As journalists, we are taught to avoid harm. This means we would not write or publish anything that could cause harm to people associated with the story.

This is not the first time TMZ has published death photos. In 2017, TMZ published graphic photos of rockstar, Chirs Cornell’s suicide. The photos featured a splatter of blood and the exercise equipment Cornell used to hang himself. TMZ also faced backlash after posting photos of Kobe and Gianna Bryant’s helicopter crash site. In the case of Payne and the Bryants, their loved ones saw these photos before authorities had even contacted them. This took many options away from the family. How they would announce the death from their side, and how many details they would want to include. This also put the family’s emotions more in the public eye since they did not get time to grieve before the rest of the world found out.
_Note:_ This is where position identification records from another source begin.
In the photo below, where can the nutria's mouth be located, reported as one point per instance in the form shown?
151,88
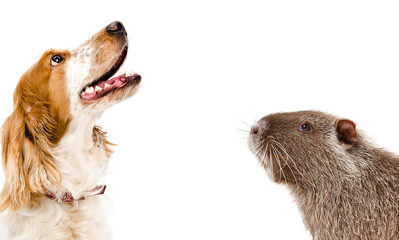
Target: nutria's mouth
105,85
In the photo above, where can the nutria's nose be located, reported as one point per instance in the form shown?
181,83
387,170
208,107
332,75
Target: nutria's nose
254,130
116,28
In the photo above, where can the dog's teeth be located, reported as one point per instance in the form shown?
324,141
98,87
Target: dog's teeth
89,90
97,89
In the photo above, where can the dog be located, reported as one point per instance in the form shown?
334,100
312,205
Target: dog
53,153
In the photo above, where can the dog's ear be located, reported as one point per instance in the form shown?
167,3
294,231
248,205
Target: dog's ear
28,163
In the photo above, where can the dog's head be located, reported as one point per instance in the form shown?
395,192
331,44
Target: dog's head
61,86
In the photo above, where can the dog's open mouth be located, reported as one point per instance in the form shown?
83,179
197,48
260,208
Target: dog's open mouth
106,85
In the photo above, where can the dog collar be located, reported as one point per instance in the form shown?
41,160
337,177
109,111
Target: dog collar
68,198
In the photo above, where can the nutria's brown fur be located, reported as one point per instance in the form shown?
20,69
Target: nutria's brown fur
345,187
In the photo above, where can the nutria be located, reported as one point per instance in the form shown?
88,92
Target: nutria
346,188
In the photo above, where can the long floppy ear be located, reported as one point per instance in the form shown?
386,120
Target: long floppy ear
346,130
27,161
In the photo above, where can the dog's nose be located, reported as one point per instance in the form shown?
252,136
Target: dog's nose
116,28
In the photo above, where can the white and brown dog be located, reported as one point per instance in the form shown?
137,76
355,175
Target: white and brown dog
53,152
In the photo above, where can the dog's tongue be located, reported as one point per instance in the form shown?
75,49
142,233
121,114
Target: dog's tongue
99,89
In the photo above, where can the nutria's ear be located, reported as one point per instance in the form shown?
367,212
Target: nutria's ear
346,130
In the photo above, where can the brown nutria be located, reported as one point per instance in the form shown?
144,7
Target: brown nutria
345,187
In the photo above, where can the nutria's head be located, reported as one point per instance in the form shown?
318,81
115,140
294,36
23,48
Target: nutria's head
299,146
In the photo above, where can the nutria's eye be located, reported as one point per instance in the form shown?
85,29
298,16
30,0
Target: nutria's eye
56,59
305,127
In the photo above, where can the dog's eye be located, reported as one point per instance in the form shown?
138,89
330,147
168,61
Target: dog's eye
305,127
56,59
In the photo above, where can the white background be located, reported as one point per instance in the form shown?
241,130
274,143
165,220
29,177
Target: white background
182,169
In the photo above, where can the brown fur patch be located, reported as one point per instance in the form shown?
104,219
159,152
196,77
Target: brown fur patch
39,120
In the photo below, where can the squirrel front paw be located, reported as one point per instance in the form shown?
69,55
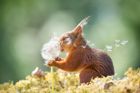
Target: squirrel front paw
51,63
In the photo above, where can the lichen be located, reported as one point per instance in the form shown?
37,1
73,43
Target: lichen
69,83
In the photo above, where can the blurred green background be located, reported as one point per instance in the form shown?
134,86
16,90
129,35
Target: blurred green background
25,25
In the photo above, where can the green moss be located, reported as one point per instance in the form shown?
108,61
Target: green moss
69,83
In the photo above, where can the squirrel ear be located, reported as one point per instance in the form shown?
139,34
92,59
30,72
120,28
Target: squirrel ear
79,28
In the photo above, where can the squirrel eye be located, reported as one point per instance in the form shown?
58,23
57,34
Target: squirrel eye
68,40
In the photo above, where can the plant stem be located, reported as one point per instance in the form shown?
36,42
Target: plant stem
52,79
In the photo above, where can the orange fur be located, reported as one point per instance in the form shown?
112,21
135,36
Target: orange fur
90,62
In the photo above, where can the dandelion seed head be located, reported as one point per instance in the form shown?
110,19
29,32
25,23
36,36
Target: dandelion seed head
51,50
117,41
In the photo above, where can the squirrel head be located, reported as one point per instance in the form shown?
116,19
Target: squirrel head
73,39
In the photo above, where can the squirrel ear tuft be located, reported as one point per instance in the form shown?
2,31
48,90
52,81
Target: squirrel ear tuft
79,28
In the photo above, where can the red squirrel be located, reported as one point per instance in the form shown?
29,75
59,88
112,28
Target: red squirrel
90,62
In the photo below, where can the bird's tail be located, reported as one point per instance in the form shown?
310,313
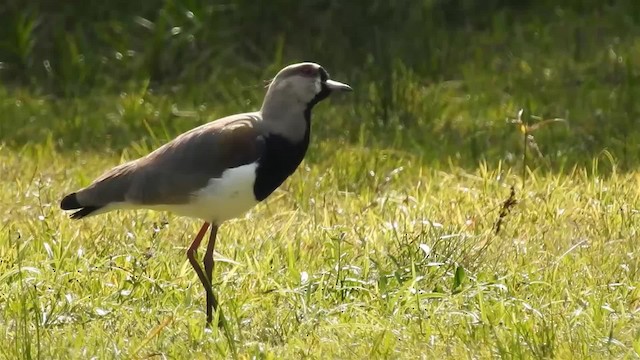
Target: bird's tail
70,202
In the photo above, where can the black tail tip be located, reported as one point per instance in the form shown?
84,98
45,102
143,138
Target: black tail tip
85,211
70,202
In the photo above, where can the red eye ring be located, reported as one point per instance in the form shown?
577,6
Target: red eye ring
308,71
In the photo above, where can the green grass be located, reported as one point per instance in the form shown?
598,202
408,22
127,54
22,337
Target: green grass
384,243
364,252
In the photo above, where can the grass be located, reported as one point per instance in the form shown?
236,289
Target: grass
385,243
363,253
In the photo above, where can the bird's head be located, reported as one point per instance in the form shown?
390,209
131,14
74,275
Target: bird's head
305,83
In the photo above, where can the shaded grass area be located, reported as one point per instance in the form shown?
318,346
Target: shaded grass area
439,83
398,261
384,243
In light of Payne’s photos being published, Cornell’s daughter Toni Cornell has spoken out on Instagram about the controversy sharing her own experiences with her father’s pictures.

“As a 12-year-old, I stumbled upon those pictures while scrolling through my iPad, and it was indescribably traumatizing, and something I still carry with me to this day,” said Cornell in an interview with Billboard.“TMZ still has not chosen to have the decency, seven years later, to remove those photos from the internet.”
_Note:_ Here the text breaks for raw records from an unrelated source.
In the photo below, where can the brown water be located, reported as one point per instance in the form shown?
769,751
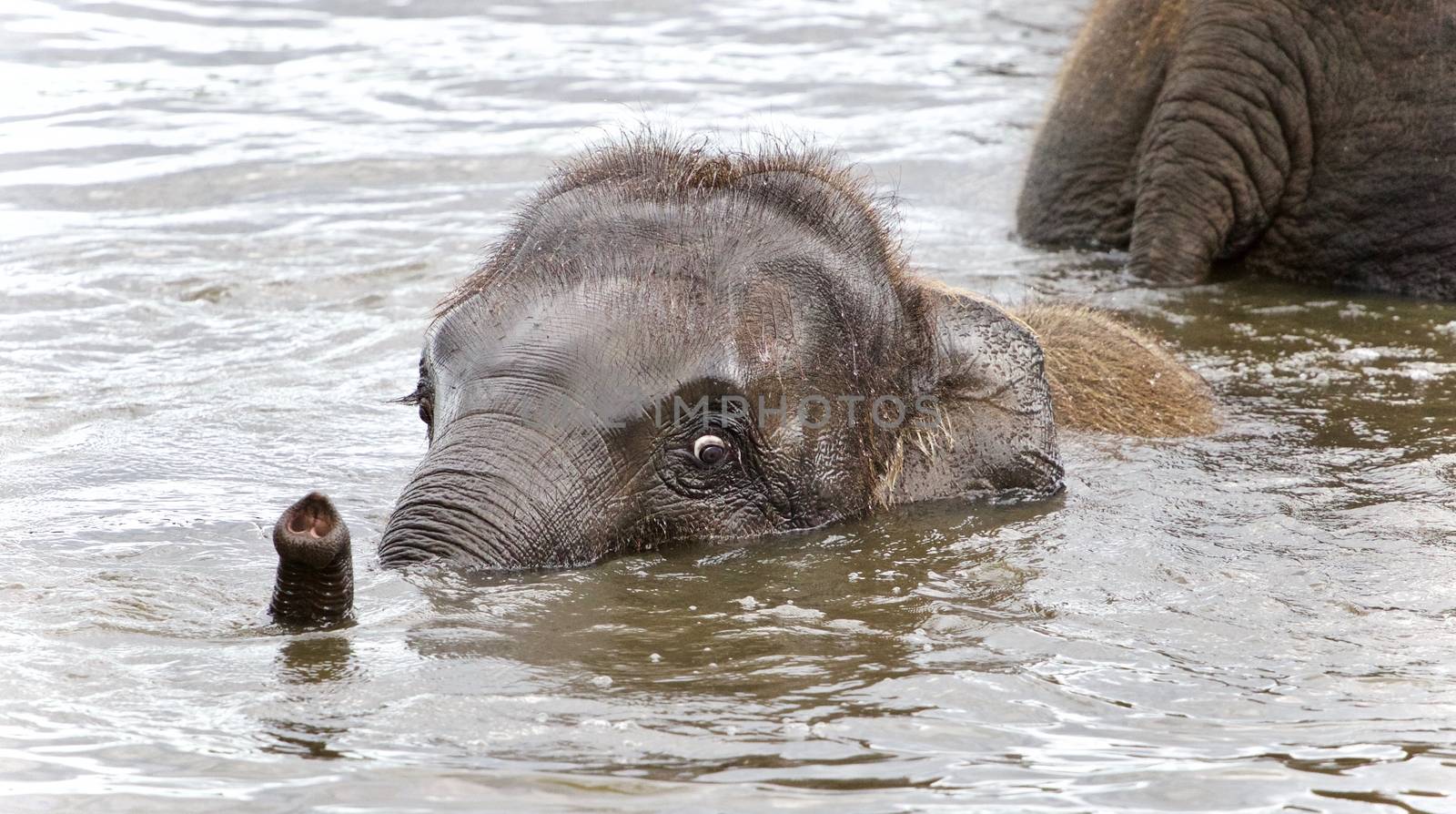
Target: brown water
222,229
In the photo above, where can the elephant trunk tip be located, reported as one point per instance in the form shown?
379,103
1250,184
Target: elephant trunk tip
315,581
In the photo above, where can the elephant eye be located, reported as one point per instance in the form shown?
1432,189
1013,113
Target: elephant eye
711,452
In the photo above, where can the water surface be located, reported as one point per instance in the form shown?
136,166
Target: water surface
223,226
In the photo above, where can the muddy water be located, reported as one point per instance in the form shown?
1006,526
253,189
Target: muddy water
222,229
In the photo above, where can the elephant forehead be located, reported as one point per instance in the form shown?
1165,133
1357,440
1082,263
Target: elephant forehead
638,334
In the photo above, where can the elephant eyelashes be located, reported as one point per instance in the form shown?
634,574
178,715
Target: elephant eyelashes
424,398
711,452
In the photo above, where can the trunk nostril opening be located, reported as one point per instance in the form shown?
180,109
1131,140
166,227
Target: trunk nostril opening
300,523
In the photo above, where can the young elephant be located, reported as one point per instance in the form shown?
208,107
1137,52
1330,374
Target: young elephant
679,345
1312,140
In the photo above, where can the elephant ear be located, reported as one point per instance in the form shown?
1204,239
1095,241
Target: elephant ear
992,432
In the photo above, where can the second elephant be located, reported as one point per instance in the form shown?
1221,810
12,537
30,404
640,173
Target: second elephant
1310,140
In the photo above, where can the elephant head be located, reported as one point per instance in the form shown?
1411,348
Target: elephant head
676,345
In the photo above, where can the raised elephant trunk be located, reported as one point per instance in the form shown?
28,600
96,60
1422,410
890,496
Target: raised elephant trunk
315,583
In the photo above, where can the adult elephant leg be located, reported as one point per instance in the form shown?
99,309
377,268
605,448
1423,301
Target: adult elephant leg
315,581
1081,182
1229,143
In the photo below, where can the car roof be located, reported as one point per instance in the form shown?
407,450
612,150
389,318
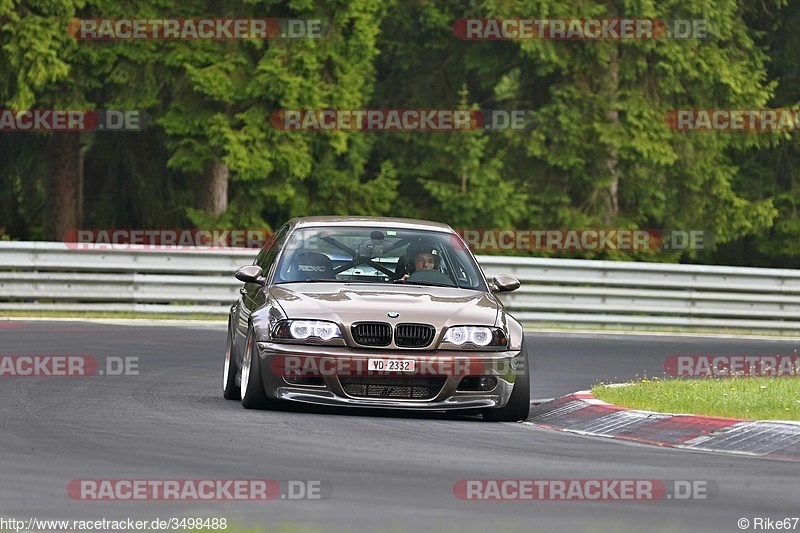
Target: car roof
374,222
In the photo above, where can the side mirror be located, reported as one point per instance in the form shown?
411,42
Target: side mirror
505,283
251,274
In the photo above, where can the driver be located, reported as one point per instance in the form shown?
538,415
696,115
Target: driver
421,256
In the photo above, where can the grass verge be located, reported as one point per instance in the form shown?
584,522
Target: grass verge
757,398
108,314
Since the initial backlash, TMZ has taken the photos of Payne down.

A point defending TMZ’s actions would be that Payne was a public figure who made choices that led to a public death. TMZ’s Executive Producer Michael Babcock defended the news outlet’s choice to publish the photo.
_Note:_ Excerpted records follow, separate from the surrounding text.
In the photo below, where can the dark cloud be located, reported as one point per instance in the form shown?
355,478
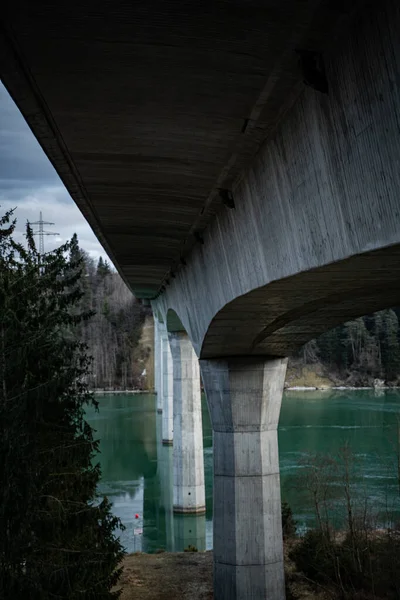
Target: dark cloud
29,183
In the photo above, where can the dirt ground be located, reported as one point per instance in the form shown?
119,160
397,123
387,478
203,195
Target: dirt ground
188,576
167,576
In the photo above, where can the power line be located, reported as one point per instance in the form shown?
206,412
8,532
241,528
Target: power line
41,232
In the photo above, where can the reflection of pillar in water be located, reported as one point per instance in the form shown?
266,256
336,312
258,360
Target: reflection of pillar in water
165,477
190,530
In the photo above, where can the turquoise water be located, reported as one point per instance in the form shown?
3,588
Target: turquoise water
137,469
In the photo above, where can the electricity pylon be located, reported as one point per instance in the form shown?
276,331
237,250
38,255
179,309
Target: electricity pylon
41,232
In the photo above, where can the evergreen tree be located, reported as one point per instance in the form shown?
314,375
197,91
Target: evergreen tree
57,538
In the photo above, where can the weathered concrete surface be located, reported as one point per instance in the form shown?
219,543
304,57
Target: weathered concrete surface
189,490
147,108
190,530
146,342
314,238
244,397
158,358
168,385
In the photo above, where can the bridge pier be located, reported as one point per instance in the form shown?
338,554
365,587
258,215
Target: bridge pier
189,491
157,364
167,390
244,397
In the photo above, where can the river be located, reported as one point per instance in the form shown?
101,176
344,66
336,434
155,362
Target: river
137,469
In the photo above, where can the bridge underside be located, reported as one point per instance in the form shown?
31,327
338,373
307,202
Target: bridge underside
147,109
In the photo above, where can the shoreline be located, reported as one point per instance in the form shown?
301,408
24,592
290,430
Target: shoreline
295,388
299,388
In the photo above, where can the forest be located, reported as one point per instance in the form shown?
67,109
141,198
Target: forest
113,333
359,351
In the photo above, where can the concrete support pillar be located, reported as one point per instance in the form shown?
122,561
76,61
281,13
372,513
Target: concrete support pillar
158,354
189,491
168,399
189,530
244,398
156,366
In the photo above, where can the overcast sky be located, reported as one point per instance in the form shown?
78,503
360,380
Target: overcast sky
29,183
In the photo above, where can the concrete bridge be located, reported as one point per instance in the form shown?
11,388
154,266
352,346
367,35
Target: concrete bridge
239,161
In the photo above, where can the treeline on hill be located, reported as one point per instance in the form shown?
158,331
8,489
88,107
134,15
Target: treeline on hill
113,334
359,351
58,537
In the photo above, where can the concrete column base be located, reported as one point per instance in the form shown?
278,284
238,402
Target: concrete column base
244,397
168,399
189,489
“When the information was coming in, police had not yet confirmed that it was Liam, so what was done on the TMZ website, [was] used as a way to confirm, or to match up the tattoos. And then, once they did, obviously, that photo was removed,” Babcock said.

Typically journalists would identify a body using a police report. Police reports are a public good. This means that anyone in the world has access to them. TMZ could have been trying to be the first to report on the death, but it was predictable that every major news outlet would want this story. TMZ could have also used the tattoos as evidence that it was Payne’s body without showing his body to the whole world.

Payne’s status as a public figure did relinquish some of his privacy. The circumstances of his death, specifically that it was in a public area, also complicate the privacy Payne could have received. There is a big difference between spectators seeing the body and people learning about his death through the internet, and almost everyone in the world seeing pictures of his body. It is not only that these pictures are disturbing to the people who loved him, but also the lack of compassion they were published with. In publishing the photos, TMZ did not provide necessary information or comfort to viewers and people who knew Payne therefore showing a lack of compassion for both Payne’s privacy and the well-being of his friends and family. There is no way that TMZ was trying to minimize harm when they published the photos. While TMZ may have been trying to get a jump on the story, that does not justify their decision to publish highly invasive and disturbing pictures without permission.

These photos will live on the internet forever. Anyone can see them. One of the most heartbreaking parts is Payne’s seven-year-old son, Bear, will most likely grow up to see these photos and have a similar traumatizing experience to the one Cornell described. TMZ did not post these photos while thinking about Payne’s loved ones who could be affected therefore creating harm and not following commonly known journalistic ethics.